It is important to underscore that the intentionality of individuals always occurs at the local level, since this is where the human being pronounces itself as cultural; that is to say, this is the space in which the human being imagines the intentionality—the ability of an individual to represent the intentions of other human beings present in its surroundings according to the information it receives and the attention captured by the information—of other human beings. This does not mean that cultural exchanges take place exclusively or necessarily with neighbouring individuals at a local level, rather that the exchange between neighbours as communicative partners becomes symbolic, cultural, and therefore human. The extent of the space necessary to maintain the characteristics of a culture's scope is something that we hope to learn by means of the extensive use of new information technologies in cultural practices. Indeed, technologies of culture—that is, the specifications a cultural groups uses in order to reproduce and transmit its own collective knowledge—play a decisive role in how individuals establish their interaction with symbolic objects distant in space and time. As cultural information is stored both in human brains and "encoded in some material object" (Richerson 2006, pp. 61-62). We hope to better understand the evolutionary importance of objects and cultural symbols in the context of human societies by finding put how they shape up the content of the information exchanged through them and, consequently, the behaviours of agents using them. Taking into account these ideas, the behaviours specified in our model can be applied as much to communities in geographic proximity as to the virtual communities created within a technological infrastructure such as social networks.

Whereas the preferences and degrees of intentionality are fundamental to understanding the interaction between individuals and messages at the local level—they take part directly as much in the modification of the messages as, indirectly, in the modifications that the agents undergo—this feature is mitigated when we consider the behaviour that emerges from the circulation of the information at the population level. This does not mean that preferences and intentionality are not important; rather that they serve to pay attention to the individual's freedom to transform and act on the received information as well as to the effects of intentionality in the distribution of the information on a greater scale, communitarian, or intercultural. Thus, our research questions can be transformed into the following forms: How elastic is a culture? How efficient is a system's cultural communication? Does the symbolic infrastructure of a given community allow for the self-organization of diverse and numerous human groups over a larger space and longer time period? How effective is one's own culture in helping one relate to those different and/or distant from one's self?

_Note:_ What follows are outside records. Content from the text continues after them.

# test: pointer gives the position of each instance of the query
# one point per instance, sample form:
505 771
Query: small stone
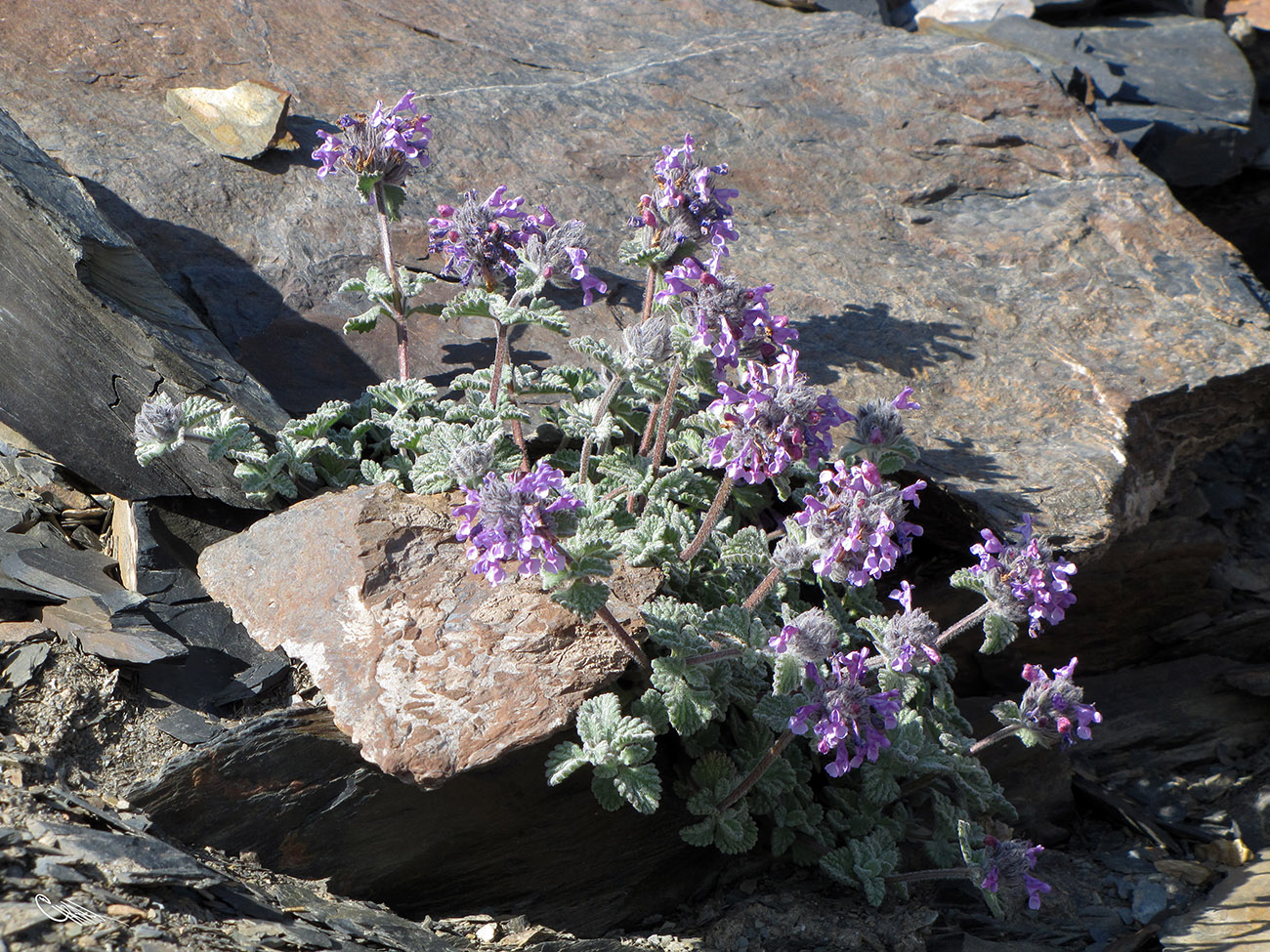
1150 899
241 122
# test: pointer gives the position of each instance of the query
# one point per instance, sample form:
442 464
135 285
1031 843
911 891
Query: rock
1236 914
1071 331
1176 89
68 572
292 788
240 122
121 335
426 665
963 11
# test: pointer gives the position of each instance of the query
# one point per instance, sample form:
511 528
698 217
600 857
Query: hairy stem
698 542
760 769
761 589
381 214
960 872
722 654
957 627
623 636
663 424
605 400
981 745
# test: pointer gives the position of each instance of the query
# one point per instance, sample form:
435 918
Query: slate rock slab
89 331
932 211
292 788
428 667
1176 89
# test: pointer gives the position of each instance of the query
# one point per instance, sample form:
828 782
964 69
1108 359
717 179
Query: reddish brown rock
426 665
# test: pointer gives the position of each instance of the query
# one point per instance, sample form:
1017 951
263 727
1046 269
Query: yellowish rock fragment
241 122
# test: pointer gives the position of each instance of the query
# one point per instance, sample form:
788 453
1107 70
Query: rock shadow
237 305
871 339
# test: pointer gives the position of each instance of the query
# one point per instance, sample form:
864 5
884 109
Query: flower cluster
910 634
779 419
732 320
1027 574
513 519
849 720
388 145
490 239
812 636
856 528
1010 863
1054 707
687 203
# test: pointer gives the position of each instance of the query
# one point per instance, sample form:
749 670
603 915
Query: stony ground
80 731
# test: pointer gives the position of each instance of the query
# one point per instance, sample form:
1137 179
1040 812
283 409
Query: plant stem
663 424
961 872
711 518
760 769
957 627
623 636
605 400
724 652
398 300
981 745
762 589
649 288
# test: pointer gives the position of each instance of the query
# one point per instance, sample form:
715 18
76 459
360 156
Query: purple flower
909 634
386 145
1025 574
687 202
481 239
732 320
513 518
856 527
1008 864
779 419
847 720
558 250
812 636
1055 709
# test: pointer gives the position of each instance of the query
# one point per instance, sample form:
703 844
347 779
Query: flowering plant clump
698 447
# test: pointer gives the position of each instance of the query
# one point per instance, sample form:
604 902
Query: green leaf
583 598
563 761
364 321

As we have seen, the individual's learning process is described as a function of the agents' tendency and preferences toward the different characteristics of the messages with which it interacts. Notwithstanding, the broadcast of information by the agents always implies a change in the message at the moment of emission. Here, we are assuming that our units of information, the messages, do not behave like memes, but that they behave like mental representations. Therefore, they are non-discrete and contribute to a process of cultural transmission that is "highly inaccurate" (Heinrich 2002), but not less effective in its ability to make communities emerge as a result of constant communicative exchanges.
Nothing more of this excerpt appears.